From the code, it seems obvious that XLogBeginInsert is getting called at ginbtree.c line 373, so I think that some obscure code path of btree->placeToPage must be either consuming or resetting that XLogBeginInsert before it returns control to ginbtree.c


Cheers,

Jeff

Re: PANIC in GIN code

From
Heikki Linnakangas
Date:
On 06/26/2015 08:02 PM, Jeff Janes wrote:
> Under high load against f7bb7f0625771bc71869cda, I occasionally get:
>
> PANIC:  XLogBeginInsert was not called
>
> It seems to only come from vacuuming.
>
> Here is an example back-trace:
>
> #0  0x0000003dcb632625 in raise () from /lib64/libc.so.6
> #1  0x0000003dcb633e05 in abort () from /lib64/libc.so.6
> #2  0x000000000079a39c in errfinish (dummy=<value optimized out>) at
> elog.c:551
> #3  0x000000000079b0e4 in elog_finish (elevel=<value optimized out>,
> fmt=<value optimized out>) at elog.c:1368
> #4  0x00000000004dd1fe in XLogInsert (rmid=13 '\r', info=48 '0') at
> xloginsert.c:412
> #5  0x0000000000478e13 in ginPlaceToPage (btree=0x7fff1fbb7f60,
> stack=0x2878760, insertdata=<value optimized out>, updateblkno=<value
> optimized out>,
>      childbuf=0, buildStats=<value optimized out>) at ginbtree.c:582
> #6  0x0000000000479a33 in ginInsertValue (btree=0x7fff1fbb7f60,
> stack=0x2878760, insertdata=0x7fff1fbb7fe0, buildStats=0x0) at
> ginbtree.c:751
> #7  0x000000000047364a in ginEntryInsert (ginstate=0x7fff1fbb8280,
> attnum=54624, key=1, category=<value optimized out>, items=0x287d3c0,
> nitem=1,
>      buildStats=0x0) at gininsert.c:234
> #8  0x000000000047ef4b in ginInsertCleanup (ginstate=0x7fff1fbb8280,
> vac_delay=<value optimized out>, stats=0x2868d90) at ginfast.c:843
> #9  0x000000000047e024 in ginbulkdelete (fcinfo=<value optimized out>) at
> ginvacuum.c:547
>
>
>  From the code, it seems obvious that XLogBeginInsert is getting called at
> ginbtree.c line 373, so I think that some obscure code path of
> btree->placeToPage must be either consuming or resetting that
> XLogBeginInsert before it returns control to ginbtree.c

Here's a theory:

First of all, you have checksums or wal_log_hints enabled.

The page is being split (that's evident from "info=48" above). 
ginPlaceToPage calls GinNewBuffer, which calls GetFreeIndexPage().

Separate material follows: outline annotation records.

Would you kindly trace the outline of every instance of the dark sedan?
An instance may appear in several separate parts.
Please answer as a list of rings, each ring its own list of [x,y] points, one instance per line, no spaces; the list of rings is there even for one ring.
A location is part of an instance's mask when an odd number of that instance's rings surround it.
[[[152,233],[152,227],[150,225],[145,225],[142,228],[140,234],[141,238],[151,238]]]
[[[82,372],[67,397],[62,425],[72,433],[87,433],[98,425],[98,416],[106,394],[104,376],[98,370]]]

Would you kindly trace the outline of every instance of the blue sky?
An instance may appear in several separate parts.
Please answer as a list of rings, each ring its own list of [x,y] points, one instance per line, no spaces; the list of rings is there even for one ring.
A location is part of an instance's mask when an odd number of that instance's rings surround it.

That 
finds a page that can be recycled, and marks it as used. 
RecordUsedIndexPage calls MarkBufferDirtyHint(), which in turn calls 
XLogSaveBufferForHint() to create a full-page image record of the page. 
That calls XLogBeginInsert() + XLogInsert(), and leaves the 
begininsert_called == false.

If you had assertions enabled, you'd see the assertion in 
XLogBeginInsert() to fail.

I'll look into that over the weekend..

- Heikki




Re: PANIC in GIN code

From
Jeff Janes
Date:
On Fri, Jun 26, 2015 at 11:40 AM, Heikki Linnakangas <hlinnaka@iki.fi> wrote:
On 06/26/2015 08:02 PM, Jeff Janes wrote:
Under high load against f7bb7f0625771bc71869cda, I occasionally get:

PANIC:  XLogBeginInsert was not called

It seems to only come from vacuuming.

Here is an example back-trace:

#0  0x0000003dcb632625 in raise () from /lib64/libc.so.6
#1  0x0000003dcb633e05 in abort () from /lib64/libc.so.6
#2  0x000000000079a39c in errfinish (dummy=<value optimized out>) at
elog.c:551
#3  0x000000000079b0e4 in elog_finish (elevel=<value optimized out>,
fmt=<value optimized out>) at elog.c:1368
#4  0x00000000004dd1fe in XLogInsert (rmid=13 '\r', info=48 '0') at
xloginsert.c:412
#5  0x0000000000478e13 in ginPlaceToPage (btree=0x7fff1fbb7f60,
stack=0x2878760, insertdata=<value optimized out>, updateblkno=<value
optimized out>,
     childbuf=0, buildStats=<value optimized out>) at ginbtree.c:582
#6  0x0000000000479a33 in ginInsertValue (btree=0x7fff1fbb7f60,
stack=0x2878760, insertdata=0x7fff1fbb7fe0, buildStats=0x0) at
ginbtree.c:751
#7  0x000000000047364a in ginEntryInsert (ginstate=0x7fff1fbb8280,
attnum=54624, key=1, category=<value optimized out>, items=0x287d3c0,
nitem=1,
     buildStats=0x0) at gininsert.c:234
#8  0x000000000047ef4b in ginInsertCleanup (ginstate=0x7fff1fbb8280,
vac_delay=<value optimized out>, stats=0x2868d90) at ginfast.c:843
#9  0x000000000047e024 in ginbulkdelete (fcinfo=<value optimized out>) at
ginvacuum.c:547


 From the code, it seems obvious that XLogBeginInsert is getting called at
ginbtree.c line 373, so I think that some obscure code path of
btree->placeToPage must be either consuming or resetting that
XLogBeginInsert before it returns control to ginbtree.c

Here's a theory:

First of all, you have checksums or wal_log_hints enabled.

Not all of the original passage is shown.